Ghazali remains a controversial figure almost a millennium after his death, not least for his unjust attacks on Ismaili teaching and doctrine. He is admired by many, Sunni and Shi‘i alike, but disliked by almost as many others. In Saudi Arabia, for instance, his books are banned.
This book ‘Ghazali: The Revival of Islam’ was written as part of the series ‘Makers of the Muslim World’. Professor Patricia Crone, general editor of the series, invited Professor Ormsby to write on Ghazali. She wanted a book which “an intelligent astrophysicist” with no prior knowledge of Islam could read and enjoy. That meant no footnotes, no technical discussions, and not even any diacritical marks on Arabic or Persian terms---none of the features of the usual scholarly book. Professor Ormsby accepted the challenge and the result is this fascinating work.
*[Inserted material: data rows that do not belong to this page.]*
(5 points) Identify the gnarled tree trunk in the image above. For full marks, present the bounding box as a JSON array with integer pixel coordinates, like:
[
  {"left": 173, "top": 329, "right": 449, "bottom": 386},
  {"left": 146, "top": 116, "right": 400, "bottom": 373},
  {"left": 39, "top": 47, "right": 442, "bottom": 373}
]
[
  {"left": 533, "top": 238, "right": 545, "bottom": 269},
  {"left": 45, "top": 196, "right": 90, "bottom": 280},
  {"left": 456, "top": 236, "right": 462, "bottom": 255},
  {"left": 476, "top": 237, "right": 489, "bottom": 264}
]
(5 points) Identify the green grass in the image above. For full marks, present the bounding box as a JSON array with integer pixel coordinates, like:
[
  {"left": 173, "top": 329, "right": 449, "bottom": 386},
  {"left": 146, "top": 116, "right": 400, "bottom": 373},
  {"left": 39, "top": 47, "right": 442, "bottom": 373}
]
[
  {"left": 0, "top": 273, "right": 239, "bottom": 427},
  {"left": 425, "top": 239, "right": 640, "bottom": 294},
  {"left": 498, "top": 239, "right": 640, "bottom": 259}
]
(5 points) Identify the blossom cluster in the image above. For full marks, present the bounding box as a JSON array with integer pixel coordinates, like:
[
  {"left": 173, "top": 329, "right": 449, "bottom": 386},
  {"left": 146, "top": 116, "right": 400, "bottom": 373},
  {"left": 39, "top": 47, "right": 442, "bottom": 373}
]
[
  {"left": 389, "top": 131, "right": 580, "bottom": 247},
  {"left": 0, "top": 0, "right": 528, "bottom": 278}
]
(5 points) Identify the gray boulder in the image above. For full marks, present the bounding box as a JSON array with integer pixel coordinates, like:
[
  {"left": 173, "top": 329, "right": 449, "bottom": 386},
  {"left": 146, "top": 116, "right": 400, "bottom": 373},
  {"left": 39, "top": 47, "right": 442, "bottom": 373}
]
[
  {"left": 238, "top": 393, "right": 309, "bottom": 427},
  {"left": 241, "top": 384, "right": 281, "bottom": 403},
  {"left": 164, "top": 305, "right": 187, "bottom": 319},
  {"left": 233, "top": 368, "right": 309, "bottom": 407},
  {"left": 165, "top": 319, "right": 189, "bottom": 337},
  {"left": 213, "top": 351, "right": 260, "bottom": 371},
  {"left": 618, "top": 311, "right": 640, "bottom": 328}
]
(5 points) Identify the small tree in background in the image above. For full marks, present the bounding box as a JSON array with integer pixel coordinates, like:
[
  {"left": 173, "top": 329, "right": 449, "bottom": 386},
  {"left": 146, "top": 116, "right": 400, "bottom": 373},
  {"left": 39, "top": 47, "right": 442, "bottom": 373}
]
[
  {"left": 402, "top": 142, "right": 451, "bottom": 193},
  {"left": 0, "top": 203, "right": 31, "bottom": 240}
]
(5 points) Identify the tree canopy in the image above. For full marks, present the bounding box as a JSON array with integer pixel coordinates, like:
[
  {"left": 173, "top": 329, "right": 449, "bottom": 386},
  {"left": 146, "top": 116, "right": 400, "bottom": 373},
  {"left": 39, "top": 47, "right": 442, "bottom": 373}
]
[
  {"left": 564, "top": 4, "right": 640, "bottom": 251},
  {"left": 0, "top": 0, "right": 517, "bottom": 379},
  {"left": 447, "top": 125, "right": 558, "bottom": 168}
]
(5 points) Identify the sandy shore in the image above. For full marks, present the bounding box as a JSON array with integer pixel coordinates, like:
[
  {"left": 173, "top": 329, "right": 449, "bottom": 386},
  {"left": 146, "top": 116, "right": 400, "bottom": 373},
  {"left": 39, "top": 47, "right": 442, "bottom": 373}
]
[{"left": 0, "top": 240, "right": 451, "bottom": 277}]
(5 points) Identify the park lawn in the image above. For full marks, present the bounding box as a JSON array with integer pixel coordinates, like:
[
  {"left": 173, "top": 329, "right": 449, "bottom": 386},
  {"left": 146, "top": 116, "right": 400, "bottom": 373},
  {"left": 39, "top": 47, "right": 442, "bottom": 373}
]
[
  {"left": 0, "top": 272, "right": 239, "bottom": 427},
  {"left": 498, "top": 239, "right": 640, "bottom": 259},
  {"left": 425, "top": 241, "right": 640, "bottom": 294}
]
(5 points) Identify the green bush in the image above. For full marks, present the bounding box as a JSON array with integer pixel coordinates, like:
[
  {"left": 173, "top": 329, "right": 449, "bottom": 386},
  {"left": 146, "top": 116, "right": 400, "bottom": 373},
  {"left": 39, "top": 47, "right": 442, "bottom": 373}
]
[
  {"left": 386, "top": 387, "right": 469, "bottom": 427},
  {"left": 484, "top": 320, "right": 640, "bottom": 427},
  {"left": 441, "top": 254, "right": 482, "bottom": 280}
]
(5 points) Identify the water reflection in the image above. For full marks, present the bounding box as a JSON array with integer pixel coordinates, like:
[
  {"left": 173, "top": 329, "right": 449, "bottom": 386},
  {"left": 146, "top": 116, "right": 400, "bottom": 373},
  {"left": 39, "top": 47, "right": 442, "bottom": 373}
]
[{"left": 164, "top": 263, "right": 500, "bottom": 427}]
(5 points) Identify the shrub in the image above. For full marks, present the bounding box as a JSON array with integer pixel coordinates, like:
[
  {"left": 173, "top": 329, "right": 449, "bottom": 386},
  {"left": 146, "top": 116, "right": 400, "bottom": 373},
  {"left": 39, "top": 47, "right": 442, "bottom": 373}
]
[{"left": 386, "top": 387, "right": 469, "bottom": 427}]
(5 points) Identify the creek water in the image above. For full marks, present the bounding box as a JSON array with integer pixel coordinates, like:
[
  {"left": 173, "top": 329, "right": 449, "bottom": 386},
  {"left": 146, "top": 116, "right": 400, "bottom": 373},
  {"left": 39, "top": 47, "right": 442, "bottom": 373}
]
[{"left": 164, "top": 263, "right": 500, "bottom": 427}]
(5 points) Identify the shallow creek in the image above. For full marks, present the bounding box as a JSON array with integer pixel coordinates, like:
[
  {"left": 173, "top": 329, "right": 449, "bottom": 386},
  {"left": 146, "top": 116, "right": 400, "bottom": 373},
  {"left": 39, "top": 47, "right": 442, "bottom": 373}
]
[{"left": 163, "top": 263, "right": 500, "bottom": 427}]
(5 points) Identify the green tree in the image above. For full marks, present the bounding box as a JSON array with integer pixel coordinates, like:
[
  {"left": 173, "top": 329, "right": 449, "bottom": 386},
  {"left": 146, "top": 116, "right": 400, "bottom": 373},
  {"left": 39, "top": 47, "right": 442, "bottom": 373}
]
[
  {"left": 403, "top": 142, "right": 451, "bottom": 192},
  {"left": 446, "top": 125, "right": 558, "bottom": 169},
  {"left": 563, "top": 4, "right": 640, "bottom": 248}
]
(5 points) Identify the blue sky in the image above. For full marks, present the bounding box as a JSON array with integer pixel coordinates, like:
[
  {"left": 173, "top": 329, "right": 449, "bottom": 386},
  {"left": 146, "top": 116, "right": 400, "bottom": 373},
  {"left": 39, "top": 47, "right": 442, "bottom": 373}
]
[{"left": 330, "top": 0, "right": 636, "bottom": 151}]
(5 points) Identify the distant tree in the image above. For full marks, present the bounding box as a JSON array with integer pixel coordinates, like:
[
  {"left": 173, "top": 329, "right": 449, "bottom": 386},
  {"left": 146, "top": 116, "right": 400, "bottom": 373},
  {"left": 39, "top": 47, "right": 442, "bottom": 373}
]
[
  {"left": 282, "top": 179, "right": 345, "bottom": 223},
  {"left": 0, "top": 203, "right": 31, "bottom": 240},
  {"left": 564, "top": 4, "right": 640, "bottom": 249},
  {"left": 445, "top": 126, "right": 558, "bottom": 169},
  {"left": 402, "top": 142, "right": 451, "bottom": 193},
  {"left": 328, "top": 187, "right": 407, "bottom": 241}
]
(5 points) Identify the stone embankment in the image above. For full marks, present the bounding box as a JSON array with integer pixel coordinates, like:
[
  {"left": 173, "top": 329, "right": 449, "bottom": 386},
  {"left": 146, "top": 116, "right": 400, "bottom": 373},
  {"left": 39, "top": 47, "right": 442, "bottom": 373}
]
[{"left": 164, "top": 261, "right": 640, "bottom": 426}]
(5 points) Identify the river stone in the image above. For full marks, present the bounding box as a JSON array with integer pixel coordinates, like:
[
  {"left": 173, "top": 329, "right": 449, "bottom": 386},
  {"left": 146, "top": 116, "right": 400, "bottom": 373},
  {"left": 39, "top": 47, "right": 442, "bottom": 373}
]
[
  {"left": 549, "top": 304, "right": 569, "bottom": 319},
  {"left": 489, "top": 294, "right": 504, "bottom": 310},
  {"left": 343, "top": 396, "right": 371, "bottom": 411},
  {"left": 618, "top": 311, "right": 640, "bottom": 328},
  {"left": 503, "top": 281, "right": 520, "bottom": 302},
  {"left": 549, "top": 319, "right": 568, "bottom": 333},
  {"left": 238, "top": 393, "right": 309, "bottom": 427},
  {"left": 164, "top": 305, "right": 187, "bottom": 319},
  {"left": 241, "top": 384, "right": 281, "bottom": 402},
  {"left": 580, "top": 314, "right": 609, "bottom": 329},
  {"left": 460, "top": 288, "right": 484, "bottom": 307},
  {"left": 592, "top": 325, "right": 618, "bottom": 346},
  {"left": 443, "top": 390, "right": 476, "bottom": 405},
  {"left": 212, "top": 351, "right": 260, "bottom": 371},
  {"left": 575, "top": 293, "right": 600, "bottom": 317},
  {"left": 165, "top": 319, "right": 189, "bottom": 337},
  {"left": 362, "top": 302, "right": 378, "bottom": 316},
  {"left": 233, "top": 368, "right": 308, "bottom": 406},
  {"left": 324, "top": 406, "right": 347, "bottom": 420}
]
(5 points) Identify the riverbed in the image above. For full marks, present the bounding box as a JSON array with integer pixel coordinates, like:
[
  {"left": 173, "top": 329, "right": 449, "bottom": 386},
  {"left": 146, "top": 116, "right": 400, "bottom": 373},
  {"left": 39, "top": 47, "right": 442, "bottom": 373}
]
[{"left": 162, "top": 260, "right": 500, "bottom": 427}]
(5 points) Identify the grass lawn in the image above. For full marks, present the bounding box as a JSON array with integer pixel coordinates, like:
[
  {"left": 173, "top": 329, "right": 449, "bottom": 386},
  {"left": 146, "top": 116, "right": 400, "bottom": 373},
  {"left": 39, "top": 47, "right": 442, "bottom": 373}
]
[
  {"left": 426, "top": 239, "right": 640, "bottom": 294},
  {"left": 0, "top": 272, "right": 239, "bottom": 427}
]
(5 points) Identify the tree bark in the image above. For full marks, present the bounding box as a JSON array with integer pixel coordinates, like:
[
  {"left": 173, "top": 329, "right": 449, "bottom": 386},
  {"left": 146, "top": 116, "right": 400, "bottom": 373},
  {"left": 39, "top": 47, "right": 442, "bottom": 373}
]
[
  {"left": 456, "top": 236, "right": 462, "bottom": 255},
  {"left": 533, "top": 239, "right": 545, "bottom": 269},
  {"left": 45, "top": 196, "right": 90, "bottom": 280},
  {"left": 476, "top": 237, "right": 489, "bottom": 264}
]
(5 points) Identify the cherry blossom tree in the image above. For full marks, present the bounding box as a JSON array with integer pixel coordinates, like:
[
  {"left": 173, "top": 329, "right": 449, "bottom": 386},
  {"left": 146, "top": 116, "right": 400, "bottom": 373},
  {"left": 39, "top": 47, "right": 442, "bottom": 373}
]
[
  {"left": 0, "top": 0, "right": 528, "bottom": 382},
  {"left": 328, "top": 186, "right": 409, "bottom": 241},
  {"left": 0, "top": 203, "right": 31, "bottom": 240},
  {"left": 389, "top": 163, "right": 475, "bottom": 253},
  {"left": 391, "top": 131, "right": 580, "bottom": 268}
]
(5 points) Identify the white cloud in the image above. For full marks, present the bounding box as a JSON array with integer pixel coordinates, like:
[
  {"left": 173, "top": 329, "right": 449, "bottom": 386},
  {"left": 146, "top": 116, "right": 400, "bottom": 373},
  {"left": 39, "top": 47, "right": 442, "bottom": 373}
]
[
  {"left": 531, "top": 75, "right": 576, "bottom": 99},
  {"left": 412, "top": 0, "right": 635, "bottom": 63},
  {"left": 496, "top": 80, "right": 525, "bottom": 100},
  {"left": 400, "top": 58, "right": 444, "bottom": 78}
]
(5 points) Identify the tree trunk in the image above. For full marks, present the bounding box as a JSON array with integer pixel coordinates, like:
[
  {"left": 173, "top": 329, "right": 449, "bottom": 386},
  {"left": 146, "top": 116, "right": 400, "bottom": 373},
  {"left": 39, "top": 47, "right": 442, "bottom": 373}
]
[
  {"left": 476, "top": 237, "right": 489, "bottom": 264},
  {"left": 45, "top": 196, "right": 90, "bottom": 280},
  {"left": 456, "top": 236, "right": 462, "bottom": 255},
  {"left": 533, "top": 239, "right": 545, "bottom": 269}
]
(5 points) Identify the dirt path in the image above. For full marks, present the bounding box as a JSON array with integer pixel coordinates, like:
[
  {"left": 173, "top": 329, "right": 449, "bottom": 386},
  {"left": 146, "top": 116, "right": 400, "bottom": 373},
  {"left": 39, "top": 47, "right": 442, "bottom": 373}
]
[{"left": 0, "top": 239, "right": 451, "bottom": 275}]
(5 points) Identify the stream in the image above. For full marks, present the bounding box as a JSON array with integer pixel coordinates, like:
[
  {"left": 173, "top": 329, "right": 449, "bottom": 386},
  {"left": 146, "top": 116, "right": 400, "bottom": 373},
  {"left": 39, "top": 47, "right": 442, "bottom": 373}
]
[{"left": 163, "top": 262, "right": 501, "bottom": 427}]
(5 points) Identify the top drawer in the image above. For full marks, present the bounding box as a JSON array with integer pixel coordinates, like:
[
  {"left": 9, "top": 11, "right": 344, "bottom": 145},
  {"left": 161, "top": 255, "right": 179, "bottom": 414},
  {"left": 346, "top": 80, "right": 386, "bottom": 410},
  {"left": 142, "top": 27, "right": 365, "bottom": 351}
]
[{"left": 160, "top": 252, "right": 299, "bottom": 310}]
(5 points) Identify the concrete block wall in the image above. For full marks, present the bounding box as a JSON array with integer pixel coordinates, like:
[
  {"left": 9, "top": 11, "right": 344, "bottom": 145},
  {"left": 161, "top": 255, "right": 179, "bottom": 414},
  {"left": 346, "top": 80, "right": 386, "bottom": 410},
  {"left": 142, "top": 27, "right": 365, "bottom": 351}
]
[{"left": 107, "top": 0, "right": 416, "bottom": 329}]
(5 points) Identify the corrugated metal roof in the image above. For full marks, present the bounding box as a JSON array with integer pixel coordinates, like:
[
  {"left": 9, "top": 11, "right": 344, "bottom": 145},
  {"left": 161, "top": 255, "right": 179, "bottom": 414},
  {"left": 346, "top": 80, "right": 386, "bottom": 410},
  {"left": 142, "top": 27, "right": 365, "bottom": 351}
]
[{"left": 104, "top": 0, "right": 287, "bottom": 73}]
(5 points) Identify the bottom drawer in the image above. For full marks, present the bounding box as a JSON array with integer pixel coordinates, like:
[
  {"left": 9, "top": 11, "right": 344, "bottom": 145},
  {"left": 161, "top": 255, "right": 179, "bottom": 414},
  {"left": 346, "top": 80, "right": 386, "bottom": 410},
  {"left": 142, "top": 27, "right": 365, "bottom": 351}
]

In this book, the events of Ghazali’s life, including his famous nervous breakdown of 1095 CE, are discussed, as are his most important writings in law, theology, philosophy and Sufi mysticism. A useful feature of the book is the inclusion of Ghazali’s writing with many excerpts given, often in new translation. Professor Ormsby sets out to show the hidden coherence of Ghazali’s thought; he also offers fresh interpretations of certain of his most controversial doctrines, arguing, for example, that Ghazali’s notorious attacks on Ismaili teachings suggest that he was more deeply influenced by Ismaili thinkers than he acknowledged.